8 marzo, sciopero delle donne. Da Aristofane in poi, “gambe incrociate” meglio delle mimose

ROMA – Festa della donna poco celebrativa e all’insegna della protesta. Come accadeva negli anni Settanta le femministe tornano a riprendersi la scena con scioperi e manifestazioni in tutto il mondo. Incrociano le braccia, a casa e al lavoro, contro le discriminazioni e le violenze di genere, contro il sessismo imperante e il precariato. Uno sciopero divisivo che creerà non pochi disagi perché interesserà trasporti locali, ferroviari, aerei e servizi pubblici come scuola e sanità. E ha già provocato diversi mal di pancia: in primis tra i sindacati, con i confederali che hanno preso le distanze ma organizzeranno iniziative territoriali.

Dal Piemonte alla Sicilia, da New York a Buenos Aires, sono migliaia le donne che, invece di scambiarsi mimose, andare in ufficio o occuparsi di spesa e bucato, parteciperanno alla mobilitazione indossando il nero o il fucsia d’ordinanza. Lo sciopero globale, lanciato in Argentina non riguarderà soltanto l’Italia ma anche altri 40 Paesi in tutto il mondo. Non è però una novità: già nel 410 a.C. Aristofane nella sua Lisistrata, inventava lo sciopero del sesso delle donne ateniesi finché gli uomini non avessero abbandonato la guerra del Peloponneso. E di emulazioni ne è ricca la storia: così hanno fatto le associazioni femministe in Kenya per superare l’impasse politico in cui versava il paese nel 2009, diviso dalle dispute tra il presidente Mwai Kibaki e il primo ministro Raila Odinga. O anche le donne di uno sperduto villaggio marocchino, protagoniste del film La sources des femmes di Radu Mihaileanu, che “incrociarono le gambe” contro i loro mariti per le condizioni arcaiche in cui erano costrette a vivere. E ancora la protesta delle donne colombiane di Barbacoas che nel 2011 hanno boicottato la camera da letto, pretendendo che fossero asfaltati i 57 chilometri di strada che unisce il loro municipio a quello di Junin.

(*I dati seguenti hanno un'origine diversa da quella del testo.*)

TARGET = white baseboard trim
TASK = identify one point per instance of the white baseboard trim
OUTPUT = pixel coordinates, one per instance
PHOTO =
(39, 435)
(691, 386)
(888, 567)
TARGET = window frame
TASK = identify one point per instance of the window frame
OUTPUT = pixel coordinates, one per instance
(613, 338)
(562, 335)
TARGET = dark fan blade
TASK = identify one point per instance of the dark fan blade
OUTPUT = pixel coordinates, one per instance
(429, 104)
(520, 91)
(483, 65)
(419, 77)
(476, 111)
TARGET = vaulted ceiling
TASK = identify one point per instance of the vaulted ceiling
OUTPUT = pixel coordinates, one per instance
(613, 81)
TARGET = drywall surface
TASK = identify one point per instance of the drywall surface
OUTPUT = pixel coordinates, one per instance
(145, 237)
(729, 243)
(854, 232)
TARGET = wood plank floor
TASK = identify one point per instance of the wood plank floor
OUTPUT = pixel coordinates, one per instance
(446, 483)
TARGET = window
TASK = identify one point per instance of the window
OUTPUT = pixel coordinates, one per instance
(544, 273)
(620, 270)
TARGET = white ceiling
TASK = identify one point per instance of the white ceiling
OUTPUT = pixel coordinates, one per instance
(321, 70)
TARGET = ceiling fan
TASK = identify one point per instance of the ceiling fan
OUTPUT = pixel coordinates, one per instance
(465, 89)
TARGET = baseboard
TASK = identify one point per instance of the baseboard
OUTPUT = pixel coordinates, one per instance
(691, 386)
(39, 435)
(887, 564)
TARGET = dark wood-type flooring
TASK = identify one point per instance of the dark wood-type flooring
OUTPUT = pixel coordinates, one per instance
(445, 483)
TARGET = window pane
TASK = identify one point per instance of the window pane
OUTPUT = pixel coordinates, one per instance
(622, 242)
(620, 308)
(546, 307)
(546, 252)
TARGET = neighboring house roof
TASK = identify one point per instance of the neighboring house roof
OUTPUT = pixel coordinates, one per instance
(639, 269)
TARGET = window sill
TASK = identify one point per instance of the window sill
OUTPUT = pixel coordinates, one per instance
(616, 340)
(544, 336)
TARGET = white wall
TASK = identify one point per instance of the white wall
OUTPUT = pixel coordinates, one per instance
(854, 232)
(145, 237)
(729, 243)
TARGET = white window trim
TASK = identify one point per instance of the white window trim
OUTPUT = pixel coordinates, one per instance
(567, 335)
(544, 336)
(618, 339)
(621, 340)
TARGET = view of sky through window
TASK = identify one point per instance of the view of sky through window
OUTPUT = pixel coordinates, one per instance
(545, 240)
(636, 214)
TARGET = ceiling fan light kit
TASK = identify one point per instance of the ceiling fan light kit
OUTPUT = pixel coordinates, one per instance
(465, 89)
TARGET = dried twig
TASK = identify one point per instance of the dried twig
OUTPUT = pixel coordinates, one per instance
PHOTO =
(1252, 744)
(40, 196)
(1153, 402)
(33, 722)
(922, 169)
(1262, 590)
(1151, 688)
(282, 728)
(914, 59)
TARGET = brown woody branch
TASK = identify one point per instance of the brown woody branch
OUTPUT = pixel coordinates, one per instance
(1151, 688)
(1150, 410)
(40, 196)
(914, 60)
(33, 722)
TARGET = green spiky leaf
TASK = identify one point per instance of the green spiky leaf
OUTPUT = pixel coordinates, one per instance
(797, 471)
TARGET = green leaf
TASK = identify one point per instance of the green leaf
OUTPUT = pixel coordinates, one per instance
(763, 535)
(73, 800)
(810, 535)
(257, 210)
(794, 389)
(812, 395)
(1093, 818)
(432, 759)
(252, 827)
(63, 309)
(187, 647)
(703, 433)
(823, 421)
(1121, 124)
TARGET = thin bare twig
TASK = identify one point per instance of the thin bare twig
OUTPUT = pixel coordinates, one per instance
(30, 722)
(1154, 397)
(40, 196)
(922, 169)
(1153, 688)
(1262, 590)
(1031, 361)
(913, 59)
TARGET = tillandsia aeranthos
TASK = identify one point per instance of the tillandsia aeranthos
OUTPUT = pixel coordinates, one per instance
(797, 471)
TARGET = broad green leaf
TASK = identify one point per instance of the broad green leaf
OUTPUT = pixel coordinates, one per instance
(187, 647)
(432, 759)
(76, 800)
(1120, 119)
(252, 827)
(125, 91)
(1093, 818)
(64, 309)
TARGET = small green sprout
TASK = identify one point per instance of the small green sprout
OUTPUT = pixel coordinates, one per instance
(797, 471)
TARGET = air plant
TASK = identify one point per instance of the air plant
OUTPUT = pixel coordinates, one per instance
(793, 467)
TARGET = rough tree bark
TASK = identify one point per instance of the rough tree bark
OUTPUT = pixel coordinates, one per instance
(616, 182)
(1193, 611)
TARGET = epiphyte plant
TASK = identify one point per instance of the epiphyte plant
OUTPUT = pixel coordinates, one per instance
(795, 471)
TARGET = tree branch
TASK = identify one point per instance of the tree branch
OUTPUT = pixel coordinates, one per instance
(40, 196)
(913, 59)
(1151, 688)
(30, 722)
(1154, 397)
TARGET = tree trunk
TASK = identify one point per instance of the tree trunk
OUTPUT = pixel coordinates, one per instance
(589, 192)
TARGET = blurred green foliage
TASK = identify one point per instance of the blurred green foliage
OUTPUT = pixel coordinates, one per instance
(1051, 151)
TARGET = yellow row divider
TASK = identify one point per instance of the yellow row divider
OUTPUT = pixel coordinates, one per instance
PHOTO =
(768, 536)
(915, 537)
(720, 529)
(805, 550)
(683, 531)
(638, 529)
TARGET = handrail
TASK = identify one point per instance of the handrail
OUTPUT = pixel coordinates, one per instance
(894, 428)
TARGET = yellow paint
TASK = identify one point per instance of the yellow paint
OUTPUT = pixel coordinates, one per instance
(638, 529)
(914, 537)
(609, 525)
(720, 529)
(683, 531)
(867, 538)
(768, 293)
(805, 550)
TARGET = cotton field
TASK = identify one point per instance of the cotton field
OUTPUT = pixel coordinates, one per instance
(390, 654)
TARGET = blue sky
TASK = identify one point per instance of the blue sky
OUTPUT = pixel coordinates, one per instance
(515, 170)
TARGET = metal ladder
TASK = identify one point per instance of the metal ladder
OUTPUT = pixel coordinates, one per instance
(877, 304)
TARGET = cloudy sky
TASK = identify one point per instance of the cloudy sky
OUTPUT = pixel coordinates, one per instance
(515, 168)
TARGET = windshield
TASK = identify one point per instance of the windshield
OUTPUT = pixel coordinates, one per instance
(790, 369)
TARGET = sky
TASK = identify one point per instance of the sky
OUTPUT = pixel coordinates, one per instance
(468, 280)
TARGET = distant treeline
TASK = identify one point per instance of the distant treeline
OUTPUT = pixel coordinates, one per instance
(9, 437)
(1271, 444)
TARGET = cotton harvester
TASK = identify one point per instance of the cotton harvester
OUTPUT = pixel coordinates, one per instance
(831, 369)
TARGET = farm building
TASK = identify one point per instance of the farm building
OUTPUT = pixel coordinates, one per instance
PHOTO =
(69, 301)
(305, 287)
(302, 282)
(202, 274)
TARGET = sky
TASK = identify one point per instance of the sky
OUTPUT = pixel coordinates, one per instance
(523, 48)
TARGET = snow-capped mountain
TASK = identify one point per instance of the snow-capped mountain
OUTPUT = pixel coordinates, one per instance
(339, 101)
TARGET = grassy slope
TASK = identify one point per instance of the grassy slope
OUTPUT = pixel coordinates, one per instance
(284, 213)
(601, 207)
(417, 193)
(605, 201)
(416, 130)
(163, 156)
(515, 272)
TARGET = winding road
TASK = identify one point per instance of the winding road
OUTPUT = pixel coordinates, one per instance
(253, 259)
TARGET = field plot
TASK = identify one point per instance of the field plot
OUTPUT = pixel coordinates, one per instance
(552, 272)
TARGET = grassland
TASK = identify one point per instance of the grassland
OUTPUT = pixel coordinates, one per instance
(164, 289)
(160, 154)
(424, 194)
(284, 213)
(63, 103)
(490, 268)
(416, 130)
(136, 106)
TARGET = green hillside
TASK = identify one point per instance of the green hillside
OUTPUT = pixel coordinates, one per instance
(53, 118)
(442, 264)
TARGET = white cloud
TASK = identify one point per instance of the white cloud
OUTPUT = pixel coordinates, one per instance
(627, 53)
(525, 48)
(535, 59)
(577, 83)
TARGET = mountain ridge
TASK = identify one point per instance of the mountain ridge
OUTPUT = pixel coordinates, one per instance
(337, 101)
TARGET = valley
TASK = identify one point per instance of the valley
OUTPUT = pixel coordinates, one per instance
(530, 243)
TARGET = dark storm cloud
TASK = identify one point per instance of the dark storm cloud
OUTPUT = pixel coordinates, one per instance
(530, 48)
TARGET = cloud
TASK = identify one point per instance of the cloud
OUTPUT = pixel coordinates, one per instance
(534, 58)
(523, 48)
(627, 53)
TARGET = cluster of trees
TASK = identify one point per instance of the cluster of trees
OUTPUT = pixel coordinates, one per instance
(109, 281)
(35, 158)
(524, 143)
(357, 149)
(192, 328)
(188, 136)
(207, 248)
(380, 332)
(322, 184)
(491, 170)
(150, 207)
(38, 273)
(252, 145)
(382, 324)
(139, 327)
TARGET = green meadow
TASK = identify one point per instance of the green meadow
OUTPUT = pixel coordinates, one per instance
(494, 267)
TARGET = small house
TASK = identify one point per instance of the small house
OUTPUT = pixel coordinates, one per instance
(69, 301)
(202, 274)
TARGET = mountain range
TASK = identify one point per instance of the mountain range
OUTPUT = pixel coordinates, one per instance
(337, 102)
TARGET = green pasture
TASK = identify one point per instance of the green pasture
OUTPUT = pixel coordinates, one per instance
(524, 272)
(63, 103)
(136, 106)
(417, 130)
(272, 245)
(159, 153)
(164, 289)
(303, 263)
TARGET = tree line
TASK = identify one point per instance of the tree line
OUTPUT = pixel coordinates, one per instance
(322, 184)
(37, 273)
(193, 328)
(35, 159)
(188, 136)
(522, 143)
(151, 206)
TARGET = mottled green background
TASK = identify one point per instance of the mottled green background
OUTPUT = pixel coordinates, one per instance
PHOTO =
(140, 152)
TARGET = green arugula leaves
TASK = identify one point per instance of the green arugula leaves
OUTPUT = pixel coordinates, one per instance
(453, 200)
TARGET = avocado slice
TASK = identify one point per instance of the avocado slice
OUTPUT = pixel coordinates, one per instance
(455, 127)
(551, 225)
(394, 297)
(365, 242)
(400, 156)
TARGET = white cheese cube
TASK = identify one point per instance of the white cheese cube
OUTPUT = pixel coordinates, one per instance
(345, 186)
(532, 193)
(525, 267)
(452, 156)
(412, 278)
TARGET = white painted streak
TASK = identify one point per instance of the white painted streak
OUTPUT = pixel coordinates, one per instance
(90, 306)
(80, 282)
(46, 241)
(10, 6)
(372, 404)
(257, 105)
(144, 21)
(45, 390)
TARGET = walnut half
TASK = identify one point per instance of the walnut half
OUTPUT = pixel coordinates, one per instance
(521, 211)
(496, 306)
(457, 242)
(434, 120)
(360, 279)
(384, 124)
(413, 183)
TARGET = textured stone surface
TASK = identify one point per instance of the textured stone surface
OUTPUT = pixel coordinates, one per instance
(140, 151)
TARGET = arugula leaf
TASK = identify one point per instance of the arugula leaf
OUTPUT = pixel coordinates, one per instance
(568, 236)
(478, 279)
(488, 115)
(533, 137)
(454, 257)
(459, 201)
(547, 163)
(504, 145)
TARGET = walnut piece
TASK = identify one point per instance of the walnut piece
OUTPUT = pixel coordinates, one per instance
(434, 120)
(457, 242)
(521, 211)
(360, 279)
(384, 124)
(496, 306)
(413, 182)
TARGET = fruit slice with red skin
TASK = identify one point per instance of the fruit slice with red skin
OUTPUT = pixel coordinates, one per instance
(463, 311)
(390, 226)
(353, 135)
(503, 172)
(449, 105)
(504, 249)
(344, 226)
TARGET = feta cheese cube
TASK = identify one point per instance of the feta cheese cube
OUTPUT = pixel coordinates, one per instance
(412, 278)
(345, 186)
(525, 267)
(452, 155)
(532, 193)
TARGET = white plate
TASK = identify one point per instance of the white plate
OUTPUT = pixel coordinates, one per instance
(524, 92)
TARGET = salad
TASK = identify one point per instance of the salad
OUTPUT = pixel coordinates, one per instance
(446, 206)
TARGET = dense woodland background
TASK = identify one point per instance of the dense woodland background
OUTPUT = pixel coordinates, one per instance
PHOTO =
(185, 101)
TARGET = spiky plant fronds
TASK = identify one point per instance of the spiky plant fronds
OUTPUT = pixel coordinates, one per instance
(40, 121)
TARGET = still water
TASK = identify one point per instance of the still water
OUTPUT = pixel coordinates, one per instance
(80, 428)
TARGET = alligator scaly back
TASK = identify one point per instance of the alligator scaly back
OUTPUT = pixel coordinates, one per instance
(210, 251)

C’è da dire che in questo 2017 le donne hanno scelto di fare le cose in grande: non solo l’astensione dal lavoro e dalla cura (della casa, dei figli), ma anche modalità alternative come lo sciopero bianco, l’astensione dal consumo, l’adesione simbolica, il picchetto, lo sciopero digitale. A Roma, tra le numerose iniziative è previsto un presidio delle lavoratrici di Almaviva contro i licenziamenti, una manifestazione contro la Buona Scuola davanti al Miur e un’altra davanti all’Università La Sapienza e un corteo, che partirà nel pomeriggio dal Colosseo e arriverà a Trastevere. Iniziative sono comunque in programma in tante città. In prima linea le femministe dei Centri antiviolenza, molti dei quali resteranno aperti alla cittadinanza.

Tra i politici, scontata l’adesione allo sciopero delle donne da parte dei partiti più a sinistra come Prc, SI e Possibile, mentre altrove si sono registrate diverse voci critiche. Come quella del ministro dell’Istruzione, Valeria Fedeli, secondo la quale lo sciopero “sottovaluta i passi importanti che il Parlamento ha fatto, come mettere soldi sull’astensione dal lavoro retribuita al cento per cento se la donna denuncia il partner violento. O il piano straordinario con finanziamenti per i centri anti-violenza. Perché non andare piuttosto sui luoghi di lavoro a coinvolgere le persone? Così si rischia di discutere dello strumento, lo sciopero, non di discriminazioni”.

Perplessa anche la sottosegretaria Sesa Amici, da sempre sensibile ai temi delle donne: “Con il fatto di aver deciso che diventasse anche lo sciopero dei mezzi pubblici, abbiamo ottenuto un effetto boomerang: il rischio è che abbiamo contribuito a fare dell’8 marzo la giornata in cui si blocca la città e si bloccano le donne nella loro mobilità e possibilità di stare al centro”.